Wahlen in Armenien: «Stählernes Mandat» gegen «Samtene Revolution»

Nr. 25 –

Suren Sahakjan verbrachte die vergangene Sonntagnacht auf einer Polizeistation in der armenischen Hauptstadt Eriwan. Der Spitzenkandidat der sozialdemokratischen Partei «Bürgerentscheid» war zuvor während einer Auseinandersetzung in einem Wahllokal festgenommen worden. Als Sahakjan frühmorgens aus der Polizeistation trat, musste er enttäuscht feststellen, dass seine Partei nur gerade 0,3 Prozent der Stimmen erhalten hatte (2018 waren es 0,68 Prozent).

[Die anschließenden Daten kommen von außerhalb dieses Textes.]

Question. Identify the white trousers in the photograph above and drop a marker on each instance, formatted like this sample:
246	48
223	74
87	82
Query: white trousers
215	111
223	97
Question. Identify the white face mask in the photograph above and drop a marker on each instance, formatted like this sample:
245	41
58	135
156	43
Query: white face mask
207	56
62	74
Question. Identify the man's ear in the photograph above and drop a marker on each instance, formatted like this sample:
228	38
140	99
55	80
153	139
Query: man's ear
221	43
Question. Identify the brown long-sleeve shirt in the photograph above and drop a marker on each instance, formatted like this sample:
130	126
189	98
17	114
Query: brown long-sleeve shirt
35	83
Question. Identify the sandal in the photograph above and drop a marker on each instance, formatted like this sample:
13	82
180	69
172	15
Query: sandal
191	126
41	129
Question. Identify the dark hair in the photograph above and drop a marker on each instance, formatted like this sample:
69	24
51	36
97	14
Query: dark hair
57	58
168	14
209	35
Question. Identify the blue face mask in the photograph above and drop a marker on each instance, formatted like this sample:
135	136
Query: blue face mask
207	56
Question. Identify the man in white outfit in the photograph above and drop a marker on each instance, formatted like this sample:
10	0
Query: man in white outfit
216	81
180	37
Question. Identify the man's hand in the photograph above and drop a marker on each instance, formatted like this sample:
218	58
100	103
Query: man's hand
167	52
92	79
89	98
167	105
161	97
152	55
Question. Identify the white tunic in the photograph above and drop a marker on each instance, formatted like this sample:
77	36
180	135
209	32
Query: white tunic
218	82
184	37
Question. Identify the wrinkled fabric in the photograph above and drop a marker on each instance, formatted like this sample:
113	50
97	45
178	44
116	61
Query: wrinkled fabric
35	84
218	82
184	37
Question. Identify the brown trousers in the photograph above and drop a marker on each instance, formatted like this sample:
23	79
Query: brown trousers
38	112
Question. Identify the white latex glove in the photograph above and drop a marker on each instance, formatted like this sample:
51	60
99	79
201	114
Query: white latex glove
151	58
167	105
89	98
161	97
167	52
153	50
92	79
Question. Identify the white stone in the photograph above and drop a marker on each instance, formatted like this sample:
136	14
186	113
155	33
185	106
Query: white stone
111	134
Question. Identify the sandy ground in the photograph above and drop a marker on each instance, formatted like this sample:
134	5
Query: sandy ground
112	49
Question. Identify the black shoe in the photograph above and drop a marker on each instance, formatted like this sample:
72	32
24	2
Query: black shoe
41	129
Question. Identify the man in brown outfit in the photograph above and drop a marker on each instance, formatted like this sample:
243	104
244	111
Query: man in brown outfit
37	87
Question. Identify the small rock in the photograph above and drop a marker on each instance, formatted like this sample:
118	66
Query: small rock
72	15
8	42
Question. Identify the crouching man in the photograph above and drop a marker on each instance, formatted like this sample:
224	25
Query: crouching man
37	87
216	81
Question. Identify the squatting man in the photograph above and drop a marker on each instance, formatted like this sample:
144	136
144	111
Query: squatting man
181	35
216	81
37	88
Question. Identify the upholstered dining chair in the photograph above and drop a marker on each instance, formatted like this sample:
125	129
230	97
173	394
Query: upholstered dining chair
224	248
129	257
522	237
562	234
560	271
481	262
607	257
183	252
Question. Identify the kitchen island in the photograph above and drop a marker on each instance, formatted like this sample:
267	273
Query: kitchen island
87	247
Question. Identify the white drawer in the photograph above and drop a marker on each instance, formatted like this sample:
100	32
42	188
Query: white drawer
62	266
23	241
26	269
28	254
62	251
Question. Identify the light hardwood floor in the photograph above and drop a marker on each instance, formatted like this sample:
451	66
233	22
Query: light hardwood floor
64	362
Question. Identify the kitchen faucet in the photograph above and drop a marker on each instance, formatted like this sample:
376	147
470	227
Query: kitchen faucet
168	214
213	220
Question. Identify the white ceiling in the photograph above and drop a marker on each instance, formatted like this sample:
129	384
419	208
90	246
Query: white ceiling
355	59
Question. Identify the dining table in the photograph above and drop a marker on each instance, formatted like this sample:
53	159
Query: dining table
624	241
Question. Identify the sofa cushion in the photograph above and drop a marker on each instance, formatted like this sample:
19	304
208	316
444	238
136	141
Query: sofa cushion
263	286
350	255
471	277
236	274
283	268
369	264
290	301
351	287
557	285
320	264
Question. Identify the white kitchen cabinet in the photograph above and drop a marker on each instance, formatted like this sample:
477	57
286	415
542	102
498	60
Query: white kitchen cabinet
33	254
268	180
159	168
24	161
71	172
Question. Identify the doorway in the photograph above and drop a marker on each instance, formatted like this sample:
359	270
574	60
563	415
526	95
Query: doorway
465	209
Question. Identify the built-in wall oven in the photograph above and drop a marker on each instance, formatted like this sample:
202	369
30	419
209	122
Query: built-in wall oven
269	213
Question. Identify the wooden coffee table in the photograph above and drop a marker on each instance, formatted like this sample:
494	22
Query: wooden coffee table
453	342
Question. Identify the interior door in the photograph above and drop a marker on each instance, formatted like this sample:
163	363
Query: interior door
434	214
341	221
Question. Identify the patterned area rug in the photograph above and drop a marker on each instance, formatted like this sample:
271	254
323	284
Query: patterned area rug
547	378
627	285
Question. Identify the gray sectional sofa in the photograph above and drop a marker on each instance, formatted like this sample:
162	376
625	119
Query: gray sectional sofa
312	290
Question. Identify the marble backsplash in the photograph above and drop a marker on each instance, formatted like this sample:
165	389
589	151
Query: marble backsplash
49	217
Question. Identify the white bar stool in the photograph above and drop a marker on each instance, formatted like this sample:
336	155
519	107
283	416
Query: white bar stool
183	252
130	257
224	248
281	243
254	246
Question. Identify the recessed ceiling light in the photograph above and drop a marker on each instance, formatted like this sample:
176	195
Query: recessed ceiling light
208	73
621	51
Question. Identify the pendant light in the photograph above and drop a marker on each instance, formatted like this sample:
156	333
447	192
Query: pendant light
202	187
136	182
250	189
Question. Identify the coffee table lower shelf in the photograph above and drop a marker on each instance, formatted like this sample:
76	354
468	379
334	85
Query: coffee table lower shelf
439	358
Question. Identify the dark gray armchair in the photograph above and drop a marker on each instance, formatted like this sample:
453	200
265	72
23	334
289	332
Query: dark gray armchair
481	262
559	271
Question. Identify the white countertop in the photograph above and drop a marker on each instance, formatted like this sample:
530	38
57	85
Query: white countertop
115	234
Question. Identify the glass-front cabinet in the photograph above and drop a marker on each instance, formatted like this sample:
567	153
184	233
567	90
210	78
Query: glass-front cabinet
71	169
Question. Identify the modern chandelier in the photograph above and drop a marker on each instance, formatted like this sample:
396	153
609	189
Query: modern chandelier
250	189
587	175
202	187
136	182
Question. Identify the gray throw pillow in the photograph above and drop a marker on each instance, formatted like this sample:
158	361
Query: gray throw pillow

Insgesamt hatten sich 26 Parteien und Bündnisse um Mandate in der Nationalversammlung beworben. Nur drei politische Kräfte werden nun dort einziehen. Der grosse Wahlsieger heisst Nikol Paschinjan: der Politiker, der 2018 die «Samtene Revolution» anführte und die damalige Regierung stürzte, im letzten November allerdings auch den Krieg gegen Aserbaidschan um Bergkarabach verlor. Nun wird Paschinjan weiterhin allein die neue Regierung bilden. Seine Partei, «Zivilvertrag», erhielt rund 54 Prozent der Stimmen.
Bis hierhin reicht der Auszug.